Nessa perspectiva, vem desenvolvendo políticas que elevem o nível de escolarização da população, uma vez que o mercado de trabalho exige níveis crescentes de educação global.
A questão da acessibilidade da pessoa deficiente a esse mercado é fato consolidado na legislação e nas políticas sociais. Hoje, as empresas têm o compromisso legal e social de incluir essa pessoa no seu quadro de funcionários, na proporção direta do número de funcionários existentes.
Para que a legislação possa ser atendida de forma mais efetiva, o poder executivo redimensionou a grade operacional do Ministérios da Educação e do Trabalho, destinando recursos financeiros para a inclusão social da pessoa portadora de deficiência.
No entanto, apesar de todo esforço governamental, é incontestável que os programas oficiais estão aquém da necessidade. Tal fato implica no estabelecimento de alianças estratégicas que possam atender às exigências do mercado.
Inúmeros cursos profissionalizantes estão acontecendo em todo país, mas muitos, talvez a maioria, descentralizados do mercado de trabalho.

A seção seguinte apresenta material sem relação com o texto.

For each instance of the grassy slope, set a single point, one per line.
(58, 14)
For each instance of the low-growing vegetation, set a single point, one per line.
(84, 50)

Assim, as empresas alardeiam que não contratam pessoas deficientes pela inexistência de mão-de-obra qualificada.
A proposta da Acessibilidade Brasil é definir e desenvolver um programa de qualificação profissional para o deficiente, bem como assessorar as empresas no cumprimento da legislação brasileira, no que diz respeito à sua colocação profissional.
Dessa forma, não só serão resgatados seu valor econômico, como também seu relacionamento com as empresas envolvidas. Para viabilizar essa proposta, brevemente estaremos lançando um Banco de dados de talentos integrado com as demandas empresariais e voltado para as pessoas portadoras de deficiência.